Voters have a choice of 27 candidates in the first election since last year’s military coup upended one of the region’s most stable democracie­s as Islamist militants hijacked a separatist uprising to seize a vast swathe in the desert north of the country.

The ballot opened at 8am local time under heavy security after one of the main Islamist armed groups in northern Mali said on Saturday it would ‘‘strike’’ polling stations.

‘‘The polling stations and other voting places for what they are calling the elections will be targeted by mujahedeen strikes,’’ the Movement for Oneness and Jihad in West Africa said in a statement carried by neighbouri­ng Mauritania’s ANI news agency.

It did not specify what form the attacks would take but the group warned Malian Muslims to ‘‘stay away from the polls’’.

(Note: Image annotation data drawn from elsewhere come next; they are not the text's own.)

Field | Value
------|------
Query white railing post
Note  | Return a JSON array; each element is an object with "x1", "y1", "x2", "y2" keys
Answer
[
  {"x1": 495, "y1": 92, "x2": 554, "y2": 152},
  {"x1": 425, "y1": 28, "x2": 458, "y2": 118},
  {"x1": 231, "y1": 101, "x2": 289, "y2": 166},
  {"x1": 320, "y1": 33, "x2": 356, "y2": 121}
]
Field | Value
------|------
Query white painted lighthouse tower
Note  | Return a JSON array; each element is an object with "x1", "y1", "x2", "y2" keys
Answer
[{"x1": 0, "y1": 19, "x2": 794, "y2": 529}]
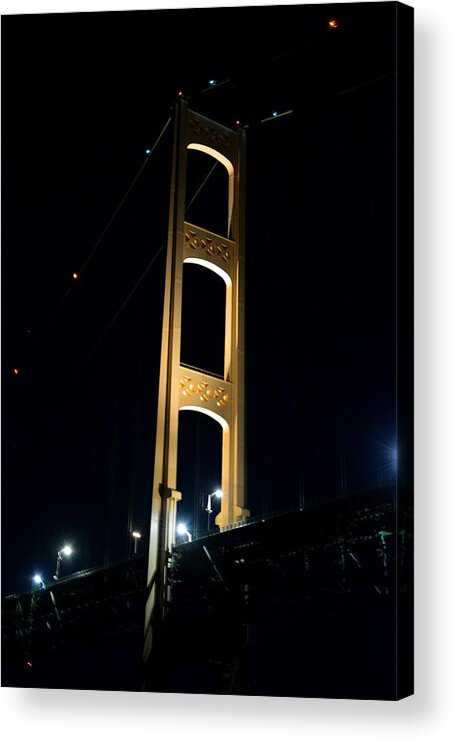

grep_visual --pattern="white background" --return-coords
[0,0,455,742]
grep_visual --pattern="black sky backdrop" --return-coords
[2,2,402,595]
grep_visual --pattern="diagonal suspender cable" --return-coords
[58,116,172,309]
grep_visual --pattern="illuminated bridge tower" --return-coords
[145,100,248,658]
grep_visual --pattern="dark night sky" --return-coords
[2,2,396,595]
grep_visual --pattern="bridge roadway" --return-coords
[2,489,412,695]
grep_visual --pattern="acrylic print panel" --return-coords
[2,2,413,700]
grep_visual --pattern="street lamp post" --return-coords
[54,546,73,580]
[131,531,141,556]
[205,490,223,531]
[177,523,193,541]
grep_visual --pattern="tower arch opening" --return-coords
[185,144,234,237]
[180,260,228,377]
[177,406,225,538]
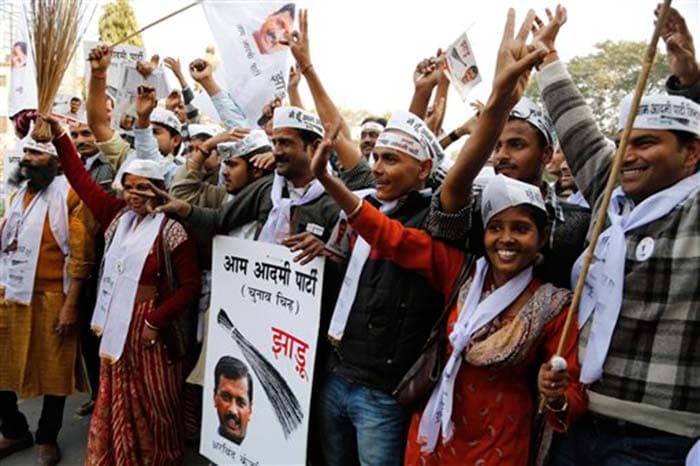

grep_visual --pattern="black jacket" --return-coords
[332,192,443,393]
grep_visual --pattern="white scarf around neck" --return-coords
[572,173,700,384]
[328,188,432,340]
[258,172,326,244]
[0,175,70,306]
[418,257,532,453]
[91,210,165,363]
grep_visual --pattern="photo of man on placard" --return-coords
[214,356,253,445]
[253,3,294,55]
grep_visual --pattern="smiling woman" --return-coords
[47,117,200,466]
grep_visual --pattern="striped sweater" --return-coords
[537,61,700,437]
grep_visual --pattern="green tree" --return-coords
[526,40,670,136]
[99,0,143,47]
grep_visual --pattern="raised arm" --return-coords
[408,51,444,120]
[536,3,615,206]
[42,115,124,229]
[311,131,464,294]
[654,6,700,102]
[163,57,199,123]
[134,84,163,167]
[190,58,248,129]
[85,46,114,142]
[284,10,362,170]
[287,66,304,108]
[440,8,547,213]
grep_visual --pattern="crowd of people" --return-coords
[0,6,700,466]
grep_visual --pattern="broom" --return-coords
[540,0,671,404]
[27,0,95,142]
[216,309,304,439]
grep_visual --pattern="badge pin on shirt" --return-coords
[635,236,655,262]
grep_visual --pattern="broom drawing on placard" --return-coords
[216,309,304,439]
[27,0,97,142]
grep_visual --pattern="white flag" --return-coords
[8,5,38,116]
[203,0,296,127]
[445,32,481,102]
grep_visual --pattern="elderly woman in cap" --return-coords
[312,10,586,466]
[41,117,200,465]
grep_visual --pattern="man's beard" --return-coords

In a polling station at a school in Bamako, hundreds of people had been queueing for more than an hour to vote.

‘‘We are tired of bad governance. I’d urge the candidates to accept the results of our vote,’’ said machine operator Kalifa Traore, 56.

Although the three-week campaign ended on Friday without major incident, it played out in the shadow of violence in the north that has raised doubts over Mali’s readiness to deliver a safe and credible election.

Critics at home and abroad have argued that Mali, under pressure from the internatio­nal community, is rushing to the polls and risking a botched election that could do more harm than good.

But Louis Michel, the head of the European Union observatio­n mission, sounded a note of optimism on Friday, saying conditions had been met for a credible first round.

‘‘I believe that these elections can take place in a context and in conditions that are acceptable and do not allow for a distortion or an abuse of the result,’’ he told reporters in the capital Bamako.

Much of the worry ahead of the polls has been focused on Kidal, occupied for five months by Tuareg separatist­s until a ceasefire accord allowed the Malian army earlier this month to provide security.